If you know there is something that is being done in an inefficient way at your organization, which approach do you take? For some people, if the short-term end-goal gets completed even though everyone is so busy treading water to survive their daily tasks, the mission is accomplished. Proposing changes or thinking about the effort required to fundamentally change how things are being done gets lost in the shuffle. Getting things done meets the requirement, and the thought of doing it more efficiently or in a more scalable manner is an unachievable state, so the status quo defines the rules of engagement. For other people, entrenched inefficiency is abrasive, and they feel compelled to chip away, or completely disregard, the status quo. They view the short-term pain of making a change – and the associated impact on existing work – as a justifiable cost to pay for improving scalability and efficiency.
The first type, those who are focused on ensuring results are achieved while not being focused on perpetually pondering if there is a better way to get things done, view the second type as dreamers. They see those “process efficiency warriors” as lacking the discipline to ensure a key metric of consistent, timely results at all times. Their lens to the world is that getting things done to support the current needs is the most critical success criteria.
The second type, those who are compelled to drive out inefficiency even if it means some short-term pains to get to their desired state, view the first type as disinterested in growth and overly resistant to change.

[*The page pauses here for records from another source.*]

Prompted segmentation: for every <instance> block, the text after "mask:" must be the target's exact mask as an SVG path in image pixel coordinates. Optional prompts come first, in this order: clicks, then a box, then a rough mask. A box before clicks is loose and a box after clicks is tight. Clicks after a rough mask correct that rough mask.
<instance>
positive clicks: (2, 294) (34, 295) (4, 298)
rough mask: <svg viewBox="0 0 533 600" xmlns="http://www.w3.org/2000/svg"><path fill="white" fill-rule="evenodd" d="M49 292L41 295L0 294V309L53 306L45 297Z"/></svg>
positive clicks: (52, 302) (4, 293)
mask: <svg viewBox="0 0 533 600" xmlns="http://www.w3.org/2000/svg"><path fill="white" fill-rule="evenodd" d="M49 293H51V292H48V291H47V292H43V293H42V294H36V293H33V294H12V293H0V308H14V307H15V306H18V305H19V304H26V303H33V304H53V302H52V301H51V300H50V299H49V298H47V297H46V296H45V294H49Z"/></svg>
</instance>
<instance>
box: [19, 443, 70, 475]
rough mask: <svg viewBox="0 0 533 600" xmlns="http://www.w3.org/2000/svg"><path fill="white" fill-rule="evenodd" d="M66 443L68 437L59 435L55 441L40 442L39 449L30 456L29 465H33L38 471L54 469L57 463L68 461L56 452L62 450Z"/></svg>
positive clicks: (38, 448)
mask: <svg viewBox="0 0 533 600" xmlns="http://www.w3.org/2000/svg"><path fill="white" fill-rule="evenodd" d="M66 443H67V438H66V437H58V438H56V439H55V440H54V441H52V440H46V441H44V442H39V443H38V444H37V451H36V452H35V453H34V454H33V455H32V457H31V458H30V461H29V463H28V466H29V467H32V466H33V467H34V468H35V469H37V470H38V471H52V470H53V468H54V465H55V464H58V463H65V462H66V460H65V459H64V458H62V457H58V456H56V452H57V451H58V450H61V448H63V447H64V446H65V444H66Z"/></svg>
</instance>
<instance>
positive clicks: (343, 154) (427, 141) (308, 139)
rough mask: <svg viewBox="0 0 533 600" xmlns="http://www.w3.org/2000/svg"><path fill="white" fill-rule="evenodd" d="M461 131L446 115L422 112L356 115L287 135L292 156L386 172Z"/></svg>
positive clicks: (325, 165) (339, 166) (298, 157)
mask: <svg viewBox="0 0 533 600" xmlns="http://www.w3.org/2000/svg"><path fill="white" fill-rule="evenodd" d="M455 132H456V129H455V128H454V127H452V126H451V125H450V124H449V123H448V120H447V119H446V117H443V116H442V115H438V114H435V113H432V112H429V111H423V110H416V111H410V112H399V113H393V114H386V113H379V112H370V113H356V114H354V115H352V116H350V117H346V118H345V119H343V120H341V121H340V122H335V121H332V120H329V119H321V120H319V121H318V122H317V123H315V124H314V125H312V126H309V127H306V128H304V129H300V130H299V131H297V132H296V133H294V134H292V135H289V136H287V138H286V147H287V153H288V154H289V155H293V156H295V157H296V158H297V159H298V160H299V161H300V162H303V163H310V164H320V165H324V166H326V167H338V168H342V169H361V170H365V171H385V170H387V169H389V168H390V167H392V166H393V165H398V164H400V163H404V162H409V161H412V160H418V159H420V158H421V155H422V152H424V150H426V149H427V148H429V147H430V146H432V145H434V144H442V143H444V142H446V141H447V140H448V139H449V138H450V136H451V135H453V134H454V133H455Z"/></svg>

They view the “task achiever” as lacking the willingness to acknowledge the short-term pain to improve efficiency would lead to a better long-term reality.
Both types of people are important for the health of an organization. A team filled with the “get it done” mindset can become deficient in creativity or struggle to adapt to business changes over the course of time. A team filled with people focused exclusively on process can become deficient in achieving short-term results on tight deadlines. If you find yourself struggling with a teammate who seems resistant to change – or with a teammate who seems too adamant about change – think through what you find abrasive. Resist the easy path of making your different working styles personal; talk openly about the simple difference in the way you each view work and be willing to value a balanced approach. Work is healthier and more rewarding for everyone when you are willing to invest energy in ensuring you are doing your part to minimize conflict rather than quietly forming cliques based on different working styles. Diverse styles make a team better and accepting the importance of both short-term and long-term perspectives on the team makes work more engaging for everyone involved.